For the past forty years, we’ve been absorbed in the practice of creating something out of nothing. Making prints from the fragments of our travels and imaginations, fine frames out of unhewn wood & handmade paper from thousands of off-cuts. It has been an all encompassing and poetic process and our latest chapter is the conversion of a neighbourhood bakery into an atelier-gallery: our first every urban location. More about that later…
As stardust children of the sixties, our utopian founding principles have stood the test of time : interdependence, creativity, experimentation and transmission. A creative life well-lived, preferably without the accompaniment of grinding poverty. Neither of us ever wanted a nine-to-five job and freedom seemed like a goal worth working for. Goals are nice, but they don’t mean anything if you don’t show up and start doing it. So straight after graduating we begun teaching, learning and exchanging and we haven’t stopped since: initially art history, then onto printmaking, papermaking, bespoke framing, later on furniture & craft design and recently curating contemporary art exhibitions.
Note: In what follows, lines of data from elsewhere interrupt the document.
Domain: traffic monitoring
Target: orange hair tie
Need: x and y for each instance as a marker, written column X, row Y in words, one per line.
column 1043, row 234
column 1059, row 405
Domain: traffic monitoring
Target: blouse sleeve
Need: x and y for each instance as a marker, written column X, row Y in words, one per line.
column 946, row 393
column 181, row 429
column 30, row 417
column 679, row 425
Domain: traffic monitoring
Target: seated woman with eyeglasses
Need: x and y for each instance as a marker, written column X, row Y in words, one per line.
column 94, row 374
Our business plan was the ‘use-what-you-have-around’ model and keep on at it until it works (i.e. sells). We had few resources apart from a magnificent but windswept miner’s cottage ‘Mountain Gate’, painstakingly transformed by Pete into a pseudo Greek villa, all rough white walls and sky and a view over the mountains to make your heart literally skip a beat (when the mist occasionally lifted). Plus we had loads of fresh air in the form of wind and most importantly young love and time. Thankfully we both share a creative mindset and the ability to adapt, so we got started self-building a wood & glass studio with room for the obligatory wood burning stove and possibly a bit of kit one day once we had the funds.
A chance meeting with a master papermaker, Maureen Richardson, an expert on all things paper and print-related set us on a new path. We had plenty of paper off-cuts from our framing business to recycle and a constant supply of wind for air drying so we learnt how to make paper. The results were astonishing, and as our handmade papers beautifully complemented our prints it was time to scale up.
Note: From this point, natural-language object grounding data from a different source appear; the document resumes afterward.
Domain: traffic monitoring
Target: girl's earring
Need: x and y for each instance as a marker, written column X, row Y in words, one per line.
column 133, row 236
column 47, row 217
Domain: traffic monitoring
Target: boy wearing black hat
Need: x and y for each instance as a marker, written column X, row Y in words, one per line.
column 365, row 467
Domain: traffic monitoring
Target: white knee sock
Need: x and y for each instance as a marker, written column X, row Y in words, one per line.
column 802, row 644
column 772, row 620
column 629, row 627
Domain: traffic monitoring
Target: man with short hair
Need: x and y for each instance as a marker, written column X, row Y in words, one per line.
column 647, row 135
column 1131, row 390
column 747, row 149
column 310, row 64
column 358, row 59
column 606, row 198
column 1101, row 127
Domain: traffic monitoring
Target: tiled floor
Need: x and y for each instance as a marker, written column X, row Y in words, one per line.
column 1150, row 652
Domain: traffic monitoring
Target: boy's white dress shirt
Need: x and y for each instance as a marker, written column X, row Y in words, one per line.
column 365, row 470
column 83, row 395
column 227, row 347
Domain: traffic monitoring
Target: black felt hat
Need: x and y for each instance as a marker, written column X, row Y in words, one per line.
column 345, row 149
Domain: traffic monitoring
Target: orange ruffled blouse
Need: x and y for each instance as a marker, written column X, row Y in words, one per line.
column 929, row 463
Our first major equipment investment was a handmade Bewick & Wilson etching press, crafted by two highly skilled engineers in their garage in the north of England. A monstrously heavy beast, it was delivered to our newly-built, empty studio in a van with strengthened suspension and a pulley system to manoeuvre it. Steadfast under fire, it remained there for ten years until we moved it, with great effort and no pulley, to Southwest France.
Sometimes you just have to jump and so with scant preparation after falling for an idyllic house with a massive fig tree in the front garden in the heart of a ridiculously picturesque village, we moved to France in 2000. The biggest shock was the significant rise in population: from 20 in Brynafan in Wales to a staggering 130 in St Marcel du Périgord.
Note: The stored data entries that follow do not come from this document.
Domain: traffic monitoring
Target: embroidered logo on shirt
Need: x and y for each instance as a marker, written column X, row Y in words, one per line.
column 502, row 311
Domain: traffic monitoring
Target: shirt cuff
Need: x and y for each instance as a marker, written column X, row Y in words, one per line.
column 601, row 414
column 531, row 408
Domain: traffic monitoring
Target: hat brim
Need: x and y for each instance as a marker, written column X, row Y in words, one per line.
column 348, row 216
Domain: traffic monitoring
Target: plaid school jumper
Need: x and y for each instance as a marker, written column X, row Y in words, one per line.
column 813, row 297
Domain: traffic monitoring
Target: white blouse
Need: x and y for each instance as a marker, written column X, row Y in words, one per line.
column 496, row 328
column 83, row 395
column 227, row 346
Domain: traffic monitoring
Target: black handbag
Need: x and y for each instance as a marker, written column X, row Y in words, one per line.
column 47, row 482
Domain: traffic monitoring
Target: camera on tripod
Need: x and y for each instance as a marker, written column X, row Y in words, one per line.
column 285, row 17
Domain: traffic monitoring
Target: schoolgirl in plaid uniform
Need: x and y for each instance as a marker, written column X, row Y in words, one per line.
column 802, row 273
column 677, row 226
It took some time to get used to the hurly burly of village life, which we did whilst restoring an old house for a growing family and turning old barns into workshop and gallery spaces: Atelier Ermitage. A precious time indeed with an orientation towards fine woodworking and furniture design for private clients and a superheroine guise as Paperwoman running workshops about paper transformation and metamorphosis at public events.
Time moved on apace, children grew up and the big city called. So eighteen years later we moved up the road to Périgueux and 30,000 potential customers ! In the capital of Dordogne, we fell upon and bought a disused bakery which we transformed into a light-filled atelier-studio, our first urban location. We call it artplus as a way of bringing together the various strands of our working creative lives, but also because it’s an open door to what might follow.
That same press, a constant in our lives, now stands victoriously in our green-walled printmaking studio at artplus. Many hands have used it and we hope many more as we enlarge our programme of workshops and open studio access to share our lifelong passion for creation, experimentation and life itself.